Но отец был непреклонен.
– Она дала слово, что будет все лето заниматься и ни разу не пойдет в кино.
– Но она и так целыми днями сидит над тетрадками! Она не гуляет, воздухом не дышит, с подружками не играет, только в магазин бегает. Девочка вообще зачахнет в четырех стенах, – умоляла мама. – Саша, ты же видишь, ребенок старается изо всех сил, ну пусть она пойдет с Люсей, а? В конце концов, ты должен признать, что Наташа не может провести три месяца за учебниками, это непосильно даже для взрослого человека. У нее каникулы, и ты мог бы сделать поблажку хотя бы на один вечер. Ведь вечерами мы все приходим с работы, и она все равно уже не занимается.
– Я сказал – нет. И закончим на этом. Пусть Люся сходит на просмотр с какой-нибудь подружкой.
Наташа сорвалась с места, умчалась в ванную, накинула изнутри на дверь крючок и дала волю слезам. Улыбка судьбы померкла и мгновенно превратилась в безобразную гримасу.

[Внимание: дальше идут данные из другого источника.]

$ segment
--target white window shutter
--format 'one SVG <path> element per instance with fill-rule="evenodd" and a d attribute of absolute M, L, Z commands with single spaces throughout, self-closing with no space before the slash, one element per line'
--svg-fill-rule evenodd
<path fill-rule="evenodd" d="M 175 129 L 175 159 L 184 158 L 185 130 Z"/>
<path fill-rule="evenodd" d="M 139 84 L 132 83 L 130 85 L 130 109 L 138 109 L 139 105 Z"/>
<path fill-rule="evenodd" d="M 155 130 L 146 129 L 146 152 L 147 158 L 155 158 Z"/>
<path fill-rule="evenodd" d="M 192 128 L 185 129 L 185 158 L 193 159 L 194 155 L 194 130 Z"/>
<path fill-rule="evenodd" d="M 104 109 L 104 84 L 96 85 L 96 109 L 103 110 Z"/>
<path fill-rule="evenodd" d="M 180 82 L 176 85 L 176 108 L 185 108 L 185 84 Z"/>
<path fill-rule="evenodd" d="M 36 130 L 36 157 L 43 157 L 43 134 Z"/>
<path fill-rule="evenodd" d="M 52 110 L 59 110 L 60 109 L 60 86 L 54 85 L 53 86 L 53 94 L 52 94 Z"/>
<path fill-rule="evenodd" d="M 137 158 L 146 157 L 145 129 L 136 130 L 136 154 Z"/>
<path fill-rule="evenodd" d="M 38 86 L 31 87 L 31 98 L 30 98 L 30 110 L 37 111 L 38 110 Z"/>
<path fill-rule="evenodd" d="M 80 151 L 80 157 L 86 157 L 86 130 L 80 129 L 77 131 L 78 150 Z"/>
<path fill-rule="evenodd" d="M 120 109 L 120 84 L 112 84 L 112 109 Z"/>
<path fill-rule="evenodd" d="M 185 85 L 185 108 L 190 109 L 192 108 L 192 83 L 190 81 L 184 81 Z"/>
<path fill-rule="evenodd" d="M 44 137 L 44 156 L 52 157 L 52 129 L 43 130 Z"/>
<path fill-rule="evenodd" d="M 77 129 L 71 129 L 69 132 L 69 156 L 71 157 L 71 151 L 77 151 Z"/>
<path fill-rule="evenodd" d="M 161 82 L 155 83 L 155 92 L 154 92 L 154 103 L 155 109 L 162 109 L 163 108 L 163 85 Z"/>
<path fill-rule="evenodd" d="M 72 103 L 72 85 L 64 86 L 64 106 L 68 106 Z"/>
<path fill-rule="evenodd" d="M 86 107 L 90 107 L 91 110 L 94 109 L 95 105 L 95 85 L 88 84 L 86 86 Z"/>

Из ванной она вышла только после того, как вернувшаяся после ночной смены Ниночка принялась исступленно дергать ручку двери:
– Эй! Кто там заперся и сидит? Наташка, ты, что ли?
– Я, – пискнула Наташа, обессилев от слез.
– Давай открывай, у меня там белье замочено, мне стирать нужно.
Наташа откинула крючок и рванулась в коридор, надеясь проскочить в свою комнату, где уже никого не было, все ушли на работу, и никто не помешает ей всласть предаваться обрушившемуся на нее горю. Но проскочить мимо Ниночки оказалось не так-то просто. Девушка ловко перехватила ее и повернула лицом к себе.
– Это что за концерт на летней танцплощадке? Почему рожа опухшая? Почему слезы?
Обхватив Ниночку за талию и уткнувшись мокрым лицом в ее пышную юбку-«колокол», Наташа снова разрыдалась. Понемногу соседке удалось-таки добиться от нее более или менее внятных объяснений.
– Да ты что? – расширив глаза, переспрашивала Нина. – Неужели тебя не пустили?
Наташа отрицательно помотала головой, борясь с новым приступом рыданий.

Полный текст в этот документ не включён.